Being a former commercial kinda guy, I am amazed that no one is expressing shock and dismay at the misleading advertising. In my day, if I were found out advertising my HD145 scopes a 1/2" smaller than real, I would have been skewered.... Having said that, the scopes are a great value for the money, if they work well, and most do.
In my experience, if you measure the diameter of the corrector of your mass produced Mak or SCT, and then divide that into the width of the outside portion of your secondary, you will get a CO percentage that agrees with what advertisements publish. This is a simple (simplistic?) definition that is likely legally (if not scientifically) defensible should a customer try to call them on this. The point made by others here and in other threads, is that there is MORE stuff that can happen to the light once it enters the telescope that can further reduce the "true" or I prefer the term "Effective" aperture and central obstruction. This include Primary and secondary Mirror size, Central baffle diameter, etc...
Is what the ads say WRONG? Well, not really, if one define aperture as the diameter of the front of your telescope. Do the Ads provide a COMPLETE STORY? Well, not really when one considers that other things impinge on the light path AFTER it enters the Scope. Welcome to the fuzzy world of marketing:-) In the end, Caveat Emptor, is sage advise to the buyer, as always. It always help for one to understand what they are buying before they buy it, and then not lose any sleep worrying about things. Things like collimation and optics aberrations are going to have a bigger effect on what you see than a few percent different in "effective" aperture, as is being discussed in another current thread.

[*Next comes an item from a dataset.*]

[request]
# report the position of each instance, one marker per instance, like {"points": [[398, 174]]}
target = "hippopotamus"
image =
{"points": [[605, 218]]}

My two Cents. Remember what you paid for it:-)
JMD
P.S. I would terribly remiss if I did not add, that manufacturers of premium optical systems, (like yours:-), usually take ALL the math into account when they design them:-) and report accurate numbers based on what reaches the eyepiece, rather than what the light first encounters upon entering the scope. Your customers are likely VERY knowledgeable and as such will see through any marketing haze. Which is why they are coming to you rather than some of the other options discussed here.
Edited by Wildetelescope, 17 March 2017 - 02:34 PM.